April 06, 2004

Last Easter, I gave you my...egg

It's Easter this weekend. Yay, for chocolate and eggs!

This is a story about what we did last Easter. Well we were proper Czechs, is what we were, even though we mostly spoke English and hold the wrong passports. My parents came to visit and the weather did what it never does when we have visitors, which was SPARKLE: gorgeous, sunny, but not too hot, perfect weather. We went to Rousinov, where my former boss and current friend lives on weekends (with her husband, son, daughter, and dog. Plus the daughter’s boyfriend and many other neighborhood youth popping in and out… what a cast!) Rousinov is a small town, a village really, and the house where they live is the one where my friend’s grandmother lived, and it is a crumbling beauty of a place. One visitor said it was painful because it was so beautiful and so crumbly. And it is exactly that. It is like a museum, a wonderful abandoned museum. Full of creaky wooden wagons, festively painted kitchen furniture, piles of dusty, crumbling books from the early 1800s, bell-jarred Catholic icons, some great-grandmother’s childhood dolls forgotten in the dust on the floor. Lovely and painful. It reminds me of a “before” picture, you just want to get in there with a comb and some tea tree oil and get it all sorted out. But of course half of the magic of the place is its very crumble.
So we went. It’s a 30 minute bus ride, and we got there around noon, my mother hauling many chocolate and other sweet goodies from the states (they DO have sweets here, but sometimes she forgets), me holding a jar of pickled beet eggs (it’s my mother’s favorite Easter thing, and I have until this year considered it pretty but vile, but in trying to perfect the recipe I got a bit of a taste for them, so I guess I’m over calling them “Mom’s nasty egg things”), and the men/boys holding switches. Cause that’s Easter here—the boys use sticks made from willow branches and whack at the girls, and the girls hand them eggs. I’ve been here for 10 years, but I still cannot get over this one, this “Yes, come at me with that rapidly undulating/wagging thing and I will hand you my ov—I mean, an egg!” but then sometimes you like the holidays served primitive. And the guys at Rousinov weren’t really hitting all that hard. Slovaks dump water on you, so we got some of that, too. And also I really liked making them eat the freakish purple pickled things right after. A girl’s gotta have her weapons at hand, and there’s nothing like a strangely colored egg being popped in your mouth to make a person keep his distance.
So. We did the stick and egg thing. We did the disgusting amounts of eating (always in Czech houses, always in Rousinov, always on holidays, so it was a triple whammy of gorge and fun, cheese spreads and chicken and potatoes (for those of us who eat of the chicken) and hot peppers (Tonja, being Macedonian, understands the love of spicy, yay) and lots of buns and cakes and nummy nummies. And brownies. And eggs.
And slivovice (Czech moonshine), which wasn’t really slivovice because it wasn’t made from plums, but from 1. apples and then later 2. pears. Na zdravi, na zdravi, na zdravi, na zzzdravi, naaaa zzzzdravvvvvii.
And then we were well fed and talked out and sleepy and happy and all of that end-of-the-holiday bash stuff, so we went home (some of us handled the standing-room only bus better than others, let’s say).
And that was Easter last year. Surprisingly, my parents remember having had so much fun that they’re coming again this year. Go figure.

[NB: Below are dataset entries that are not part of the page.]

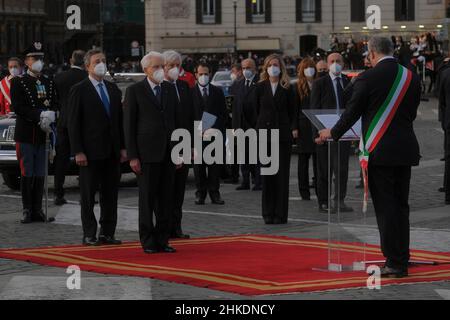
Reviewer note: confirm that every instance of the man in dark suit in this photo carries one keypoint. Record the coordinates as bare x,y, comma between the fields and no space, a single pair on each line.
185,116
444,110
150,119
208,98
389,160
95,124
64,82
328,93
244,117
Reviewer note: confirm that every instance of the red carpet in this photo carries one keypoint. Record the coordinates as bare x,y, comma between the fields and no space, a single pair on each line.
248,265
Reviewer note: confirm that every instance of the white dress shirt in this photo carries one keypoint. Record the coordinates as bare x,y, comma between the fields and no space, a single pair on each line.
95,83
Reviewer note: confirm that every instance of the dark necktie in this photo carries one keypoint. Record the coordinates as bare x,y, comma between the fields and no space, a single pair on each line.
340,94
105,100
158,94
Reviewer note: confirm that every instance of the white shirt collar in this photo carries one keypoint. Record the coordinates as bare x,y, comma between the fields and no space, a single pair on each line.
95,82
385,58
152,84
334,77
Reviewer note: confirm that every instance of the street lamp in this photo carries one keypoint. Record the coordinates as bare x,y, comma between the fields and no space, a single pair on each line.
235,27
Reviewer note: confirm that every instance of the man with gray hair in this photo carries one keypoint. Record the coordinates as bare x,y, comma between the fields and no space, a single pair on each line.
150,119
387,98
185,116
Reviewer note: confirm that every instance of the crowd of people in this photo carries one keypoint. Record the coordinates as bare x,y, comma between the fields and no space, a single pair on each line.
102,130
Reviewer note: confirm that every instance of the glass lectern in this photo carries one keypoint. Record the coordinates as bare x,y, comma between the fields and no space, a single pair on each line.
345,252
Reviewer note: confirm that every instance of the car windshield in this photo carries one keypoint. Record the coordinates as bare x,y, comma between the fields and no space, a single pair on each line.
222,76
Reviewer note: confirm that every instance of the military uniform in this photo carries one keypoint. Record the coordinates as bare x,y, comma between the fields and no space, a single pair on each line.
30,95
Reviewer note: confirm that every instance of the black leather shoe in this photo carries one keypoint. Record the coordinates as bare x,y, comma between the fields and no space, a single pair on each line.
243,187
200,201
387,272
257,188
151,250
90,241
107,240
60,202
167,249
218,201
323,208
26,219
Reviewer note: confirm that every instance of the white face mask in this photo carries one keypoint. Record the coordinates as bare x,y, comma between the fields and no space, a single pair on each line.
100,69
310,72
37,66
174,74
203,80
336,69
158,76
274,71
248,74
14,72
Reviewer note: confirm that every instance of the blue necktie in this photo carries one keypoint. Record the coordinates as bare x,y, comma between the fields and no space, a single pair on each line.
158,93
105,100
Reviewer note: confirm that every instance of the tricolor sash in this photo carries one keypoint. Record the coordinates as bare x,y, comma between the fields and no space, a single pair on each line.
5,89
381,123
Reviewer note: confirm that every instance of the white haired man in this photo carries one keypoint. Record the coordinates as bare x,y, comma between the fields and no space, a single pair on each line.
150,119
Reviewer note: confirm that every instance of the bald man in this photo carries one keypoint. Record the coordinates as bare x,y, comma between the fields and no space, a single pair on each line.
328,92
244,117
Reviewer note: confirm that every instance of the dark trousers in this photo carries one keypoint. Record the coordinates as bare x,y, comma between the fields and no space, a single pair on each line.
102,176
62,161
156,185
275,195
338,170
389,187
207,182
179,191
303,173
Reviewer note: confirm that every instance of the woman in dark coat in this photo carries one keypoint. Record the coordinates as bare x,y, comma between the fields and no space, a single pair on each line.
307,73
276,111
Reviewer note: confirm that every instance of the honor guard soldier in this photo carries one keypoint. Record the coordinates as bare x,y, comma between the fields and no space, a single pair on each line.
33,97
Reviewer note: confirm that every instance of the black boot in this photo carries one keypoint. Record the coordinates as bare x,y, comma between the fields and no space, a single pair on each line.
26,187
38,193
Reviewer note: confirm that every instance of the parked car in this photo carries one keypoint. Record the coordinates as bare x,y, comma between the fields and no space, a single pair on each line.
222,79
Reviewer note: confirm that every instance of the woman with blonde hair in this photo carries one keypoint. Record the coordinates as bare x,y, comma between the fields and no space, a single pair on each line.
275,110
307,73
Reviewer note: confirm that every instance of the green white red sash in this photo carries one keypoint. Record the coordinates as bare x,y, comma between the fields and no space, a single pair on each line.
381,123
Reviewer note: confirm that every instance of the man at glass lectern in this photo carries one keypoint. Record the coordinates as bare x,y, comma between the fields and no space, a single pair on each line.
387,98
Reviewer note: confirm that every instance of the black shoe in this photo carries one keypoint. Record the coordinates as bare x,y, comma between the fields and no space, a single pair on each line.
108,240
26,219
217,200
90,241
151,250
60,202
167,249
323,208
180,235
243,187
387,272
200,201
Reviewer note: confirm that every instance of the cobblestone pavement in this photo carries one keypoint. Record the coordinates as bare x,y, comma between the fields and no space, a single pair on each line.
430,222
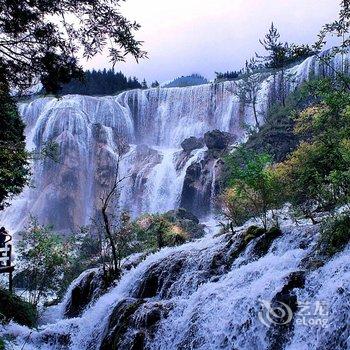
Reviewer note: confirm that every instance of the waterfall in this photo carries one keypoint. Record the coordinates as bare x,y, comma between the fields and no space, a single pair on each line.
153,122
209,295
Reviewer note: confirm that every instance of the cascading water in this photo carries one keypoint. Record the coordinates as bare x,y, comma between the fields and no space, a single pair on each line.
154,122
208,295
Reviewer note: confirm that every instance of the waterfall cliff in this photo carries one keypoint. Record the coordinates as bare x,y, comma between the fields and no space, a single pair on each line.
153,123
214,293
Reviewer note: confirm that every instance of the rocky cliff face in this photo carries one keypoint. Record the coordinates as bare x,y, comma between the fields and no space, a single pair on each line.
153,123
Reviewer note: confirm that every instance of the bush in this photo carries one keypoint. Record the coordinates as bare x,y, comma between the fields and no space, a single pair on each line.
14,308
335,234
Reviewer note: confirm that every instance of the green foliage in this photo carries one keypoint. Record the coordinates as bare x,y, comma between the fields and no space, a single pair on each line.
14,308
227,76
276,136
157,231
190,80
41,40
43,256
316,174
14,167
105,82
253,187
335,234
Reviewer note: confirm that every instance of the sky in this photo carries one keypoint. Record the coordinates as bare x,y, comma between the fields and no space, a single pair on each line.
205,36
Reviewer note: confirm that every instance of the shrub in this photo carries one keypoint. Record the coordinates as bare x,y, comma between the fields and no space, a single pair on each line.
335,234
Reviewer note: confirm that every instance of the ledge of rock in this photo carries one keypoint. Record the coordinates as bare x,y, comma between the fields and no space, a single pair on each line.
192,143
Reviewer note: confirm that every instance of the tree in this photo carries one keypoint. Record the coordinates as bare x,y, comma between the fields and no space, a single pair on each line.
14,165
117,231
248,87
316,175
254,188
144,84
155,84
276,59
40,40
43,256
340,28
227,76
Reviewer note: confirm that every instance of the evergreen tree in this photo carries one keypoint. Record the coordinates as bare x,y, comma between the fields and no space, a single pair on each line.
155,84
144,84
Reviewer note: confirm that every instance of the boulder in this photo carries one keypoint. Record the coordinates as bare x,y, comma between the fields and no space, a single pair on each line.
192,143
218,140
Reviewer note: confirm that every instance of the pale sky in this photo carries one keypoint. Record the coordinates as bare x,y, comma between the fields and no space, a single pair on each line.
204,36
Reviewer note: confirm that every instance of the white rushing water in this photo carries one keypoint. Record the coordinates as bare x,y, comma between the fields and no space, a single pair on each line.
212,307
154,122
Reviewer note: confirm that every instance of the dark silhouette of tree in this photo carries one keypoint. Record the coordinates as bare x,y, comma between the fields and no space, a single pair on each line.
190,80
279,56
40,40
144,84
14,167
106,82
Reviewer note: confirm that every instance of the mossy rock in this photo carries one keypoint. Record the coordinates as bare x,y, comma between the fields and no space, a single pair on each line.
14,308
266,241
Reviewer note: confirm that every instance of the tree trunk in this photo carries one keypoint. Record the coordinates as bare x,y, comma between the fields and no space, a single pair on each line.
110,238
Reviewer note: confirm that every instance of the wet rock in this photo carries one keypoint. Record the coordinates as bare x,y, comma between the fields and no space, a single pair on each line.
182,214
187,221
119,323
264,243
192,143
280,331
149,286
132,323
218,140
82,295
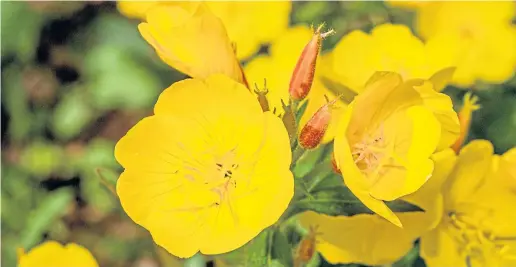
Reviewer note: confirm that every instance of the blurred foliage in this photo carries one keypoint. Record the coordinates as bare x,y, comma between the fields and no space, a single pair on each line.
77,75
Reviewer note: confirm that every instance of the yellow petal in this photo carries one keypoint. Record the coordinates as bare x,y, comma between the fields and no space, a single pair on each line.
472,167
52,253
353,177
272,188
422,138
365,239
135,9
442,108
442,78
192,40
193,96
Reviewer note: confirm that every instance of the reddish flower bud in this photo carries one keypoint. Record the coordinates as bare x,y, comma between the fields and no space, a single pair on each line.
312,133
303,75
334,164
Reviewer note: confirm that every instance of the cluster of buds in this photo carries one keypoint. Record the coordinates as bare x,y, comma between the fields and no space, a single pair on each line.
313,132
303,75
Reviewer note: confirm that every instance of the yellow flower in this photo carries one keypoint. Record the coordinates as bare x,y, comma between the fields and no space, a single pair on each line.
135,9
477,226
388,48
371,240
51,253
209,171
470,104
245,22
478,37
386,137
277,68
191,39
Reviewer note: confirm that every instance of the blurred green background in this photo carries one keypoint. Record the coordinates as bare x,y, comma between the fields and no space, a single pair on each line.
77,75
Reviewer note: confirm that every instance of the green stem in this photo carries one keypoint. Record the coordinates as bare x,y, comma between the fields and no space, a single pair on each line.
319,172
298,152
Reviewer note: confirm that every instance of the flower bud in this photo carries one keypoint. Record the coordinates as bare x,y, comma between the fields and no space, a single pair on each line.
334,164
313,132
303,75
261,96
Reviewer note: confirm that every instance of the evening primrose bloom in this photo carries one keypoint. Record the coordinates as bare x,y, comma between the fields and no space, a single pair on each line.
191,39
208,171
52,253
386,137
477,226
244,21
389,47
371,240
477,37
278,67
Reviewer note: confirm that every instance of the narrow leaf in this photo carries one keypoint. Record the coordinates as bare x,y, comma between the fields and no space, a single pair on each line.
49,210
281,249
346,94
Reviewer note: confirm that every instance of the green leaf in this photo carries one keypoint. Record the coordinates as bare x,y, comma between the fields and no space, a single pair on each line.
117,81
281,249
308,161
339,200
276,263
310,11
41,158
97,194
49,210
196,261
20,28
99,154
254,253
409,259
15,100
346,94
71,115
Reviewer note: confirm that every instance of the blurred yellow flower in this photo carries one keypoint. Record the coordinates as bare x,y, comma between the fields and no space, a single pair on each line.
387,135
245,22
209,171
191,39
388,48
477,226
371,240
277,68
478,37
52,253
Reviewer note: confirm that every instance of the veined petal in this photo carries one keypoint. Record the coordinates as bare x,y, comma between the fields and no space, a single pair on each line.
52,253
180,36
421,138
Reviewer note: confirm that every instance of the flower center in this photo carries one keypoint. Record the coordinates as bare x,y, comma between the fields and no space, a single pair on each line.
370,153
476,244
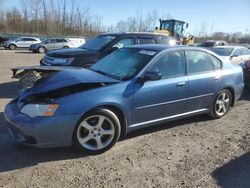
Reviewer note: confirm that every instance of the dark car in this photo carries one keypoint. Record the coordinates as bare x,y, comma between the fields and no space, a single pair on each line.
98,47
132,88
246,70
3,39
50,44
213,43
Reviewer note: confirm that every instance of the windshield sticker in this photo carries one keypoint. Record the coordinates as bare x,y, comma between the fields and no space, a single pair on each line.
147,52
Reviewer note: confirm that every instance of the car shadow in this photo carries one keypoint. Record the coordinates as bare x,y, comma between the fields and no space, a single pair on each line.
168,125
25,52
236,173
9,89
246,94
14,156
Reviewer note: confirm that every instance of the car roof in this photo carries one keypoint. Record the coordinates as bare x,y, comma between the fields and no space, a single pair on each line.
30,38
161,47
229,47
133,33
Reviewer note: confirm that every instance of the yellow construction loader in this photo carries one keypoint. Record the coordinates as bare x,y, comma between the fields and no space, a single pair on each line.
176,29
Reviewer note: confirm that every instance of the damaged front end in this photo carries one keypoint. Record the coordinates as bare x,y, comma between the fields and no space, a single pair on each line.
60,92
28,75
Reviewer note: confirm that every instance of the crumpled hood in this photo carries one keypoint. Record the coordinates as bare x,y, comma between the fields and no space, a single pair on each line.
66,78
70,52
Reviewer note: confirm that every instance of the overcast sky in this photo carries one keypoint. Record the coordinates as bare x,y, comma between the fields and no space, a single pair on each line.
219,15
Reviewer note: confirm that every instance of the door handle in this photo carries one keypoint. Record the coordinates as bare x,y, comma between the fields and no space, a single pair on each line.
180,84
216,77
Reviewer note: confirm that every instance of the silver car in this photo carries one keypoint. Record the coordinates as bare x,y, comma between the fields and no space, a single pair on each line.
22,42
234,54
50,44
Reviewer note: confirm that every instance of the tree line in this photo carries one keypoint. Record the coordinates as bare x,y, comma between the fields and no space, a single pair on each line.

Posted by anne at April 6, 2004 01:25 PM
Comments

Welcome to Lost in Transit, Anne.

Posted by: mig at April 6, 2004 02:11 PM

i would blush prettily if i could figure out how to do so.

mig, i can't begin to thank you for inviting me in on your science fair project. and i am SO working on the volcano with matchstick heads idea. you will be Blown Away.

Posted by: anne at April 6, 2004 11:07 PM

What a charming story. The crumbling beauty of Old Europe charms us, but isn't accepted easily in North America, is it?